Через какое-то время дверь из предбанника распахивается, в ее просвете возникает знакомая физиономия прапорщика.
– Так, орлы, кончай хлюпаться! – не говорит, рявкает он. – Чего, как девки, намываетесь? Давай, на выход!
Салаги торопятся, нехотя выходят из скользкого зала, становятся в голопузую очередь. Кальсоны, «где желтое – там перед, где коричневое – зад», одной влажной, плохо простиранной кучей лежат тут же, на лавке. Передние, рассмотрев нижнее белье, удивляются: в ассортименте нет трусов. Как же без трусов, товарищ прапорщик? А так – без трусов, в армии носят кальсоны! Или ты не знал? Не знал, товарищ прапорщик. Здесь только одна пуговица на ширинке, все видно. А ты что, боишься, вывалится что-то? Ха-ха. Не потеряешь, не боись. Видно ему, понимаешь… Теперь до лета о трусах забудь, воин.
Кое-как напялив белье, воины по очереди подходят к каптерщику. Новенькая, ярко-зеленая и непривычно пахнущая форма уже готова, разложена по размерам.
– Голова? – старослужащие демонстрируют свою махровость, повидали службу, не вам, салаги, чета. – Чего глаза выпучил? Размер головы, спрашиваю.
– 56-й.
– 58-й тоже подойдет, – каптерщик с размаху насаживает на голову воина шапку, на два размера больше, чем тому нужно. Голова влетает в нее легко, нигде не задержавшись. Шапка виснет на ушах.
Портянки большинство из призывников видят впервые. С какой стороны к ним подходить, за какие концы брать, не имеет представления никто. Один из трех беседовавших в предбаннике солдат проявляет снисхождение: так, внимание, показываю один раз. Показал. Никто, конечно, ничего не запомнил, но это все же лучше, чем вообще ничего. Пробуют повторить, получается не очень. Ну, да ладно, нога в сапоге, а дальше будь как будет.

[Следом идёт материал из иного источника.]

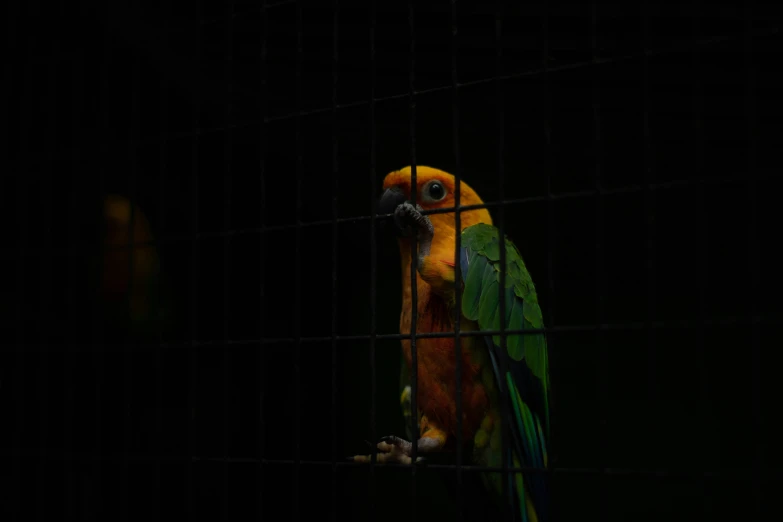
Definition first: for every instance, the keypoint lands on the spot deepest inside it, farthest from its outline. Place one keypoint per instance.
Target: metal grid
(599, 193)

Следующее – шинели. Непривычно грубое сукно ложится на плечи. Пока что без погон, выглядит не очень. Не проблема, скоро будет исправлено. И ремни. Твердые, скользкие, ни разу не кожаные, из тупого какого-то несгибаемого материала с тусклой бляхой на конце. Ее предстоит вначале отчистить, а потом надраить. Все, процесс преображения разношерстной толпы в однотипную зеленую массу закончен.